Climate change is not a question of carbon emissions. The depletion of water, soil and mineral resources and the decimation of biodiversity and ecosystems now being experienced across the planet – primarily in marginalised and poorer areas – are the result of an utter bankruptcy in the relationship between human economic activity and the rest of life on earth. It is now clear that if this relationship is not drastically altered in the coming years the consequences will be disastrous.
What is this borne of? The very language we use and metaphors we draw upon to describe the ecological crisis, that of exhaustion, degradation and exploitation, are all familiar to us as trade unionists and working class activists. The world over, workers are subject to overwork and exploitation to the point of physical and mental collapse. The reality we face now is that exploitation has increased in so many different ways that the planet itself faces such a collapse. The force that drives the stripping of rainforests and the poisoning of the atmosphere is the same force that drives the exploitation of one human being by another: the logic that profit should be the basic imperative of human activity, the logic of capitalism.

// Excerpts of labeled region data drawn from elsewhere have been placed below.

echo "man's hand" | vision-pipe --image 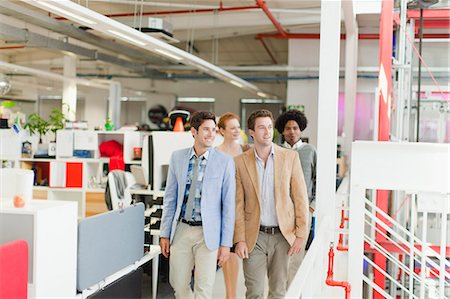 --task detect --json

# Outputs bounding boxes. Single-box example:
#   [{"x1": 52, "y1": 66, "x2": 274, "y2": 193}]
[
  {"x1": 234, "y1": 241, "x2": 248, "y2": 259},
  {"x1": 159, "y1": 238, "x2": 170, "y2": 257},
  {"x1": 217, "y1": 246, "x2": 230, "y2": 267},
  {"x1": 288, "y1": 237, "x2": 305, "y2": 256}
]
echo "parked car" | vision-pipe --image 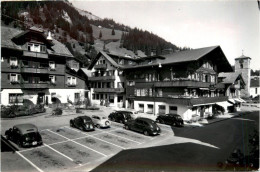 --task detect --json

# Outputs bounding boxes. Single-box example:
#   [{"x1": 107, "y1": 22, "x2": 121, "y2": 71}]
[
  {"x1": 70, "y1": 116, "x2": 95, "y2": 131},
  {"x1": 156, "y1": 114, "x2": 184, "y2": 126},
  {"x1": 5, "y1": 124, "x2": 42, "y2": 147},
  {"x1": 124, "y1": 118, "x2": 161, "y2": 136},
  {"x1": 91, "y1": 115, "x2": 110, "y2": 128},
  {"x1": 108, "y1": 111, "x2": 133, "y2": 124}
]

We should draw no distinctions between its willingness to wreck human life or that of any other living thing.
We are creative and dynamic enough to be able to build societies that do not put themselves in a state of perpetual warfare with the other beings and living things that we share a planet with. We can see evidence of this in local and indigenous communities across the world that do not respond to the logic of profit. But right now we are not the ones in control of our own creativity or dynamism; our capacity to produce. The basic question of who decides what people’s work and efforts are applied towards is the key to understanding environmental damage. Wresting back the control of our own work from the class of bosses who have squandered and wasted generation upon generation of both people and resources must be fought for with a fire and passion that reflects the knowledge of the fact that in this struggle, everything is at stake. Revolutionary change and the adoption of a new set of imperatives for our labours is needed to create any sort of genuine sustainability.
The movement against environmental racism, which started with people of colour in the U.S. struggling against environmental injustices, confronted the racial discrimination in environmental decision-making. Later on, it started to be identified as not only a race struggle but also as a class struggle, since regulations and laws (international treaties in this case) were being enforced with a deliberate impact on marginalized communities in terms of toxic waste disposal, implementation of heavily polluting industries, or mega projects that produce ‘clean’ energy for someone else.
So what? It is easy enough to say that you won’t ever get a sustainable capitalist society. We cannot be part of a movement that is happy to say 'we'll sort out the environment after the revolution,' nor 'forget the revolution; we need to save the planet.' Any analysis of both the already happening and likely future impact of climate change makes it clear that more and more, it will start to have massive implications for the daily lives of huge sections of the world’s population – and of course, the first and worst hit will be the poorest sections of every society.
Examples of how this might begin to play out are everywhere. Last year there were riots in Mexico, Morocco and the Philippines over a jump in food prices caused almost entirely by increased global use of biofuels. The great hidden factor behind recent conflicts in Somalia and Darfur has been the vast reduction in the areas of arable land as a result of water shortage and desertification. When we think of both the forces that have generated this disaster and more to the point, the people who will pay the consequences of it, the class divisions are openly exposed. It will not be those with the money and technology to move from the worst affected areas or pay for measures to adapt. The worst affected will be those who now bear the least responsibility: those without economic or social power.
It is clear that ecological destruction and the results of it are and will increasingly become a central point of real class struggle. There is no better example of the complete bankruptcy of capitalism as a way of organising our society for its long term survival and benefit than the fact that it now threatens the very ability of the planet's ecosystems to support complex life such as ourselves.
The basic principle of Workers Climate Action is that in all instances you make solidarity with the oppressed; in the case of an environmentally damaging industry therefore there is a contradiction to be grappled with. While the short term economic need of the workers is for the expansion and continuation of that industry, the wider interest of the working class and of the world is that their skills are applied to another role. The only principle that can break through this problem is that of solidarity: solidarity with people and planet regardless of any distinction.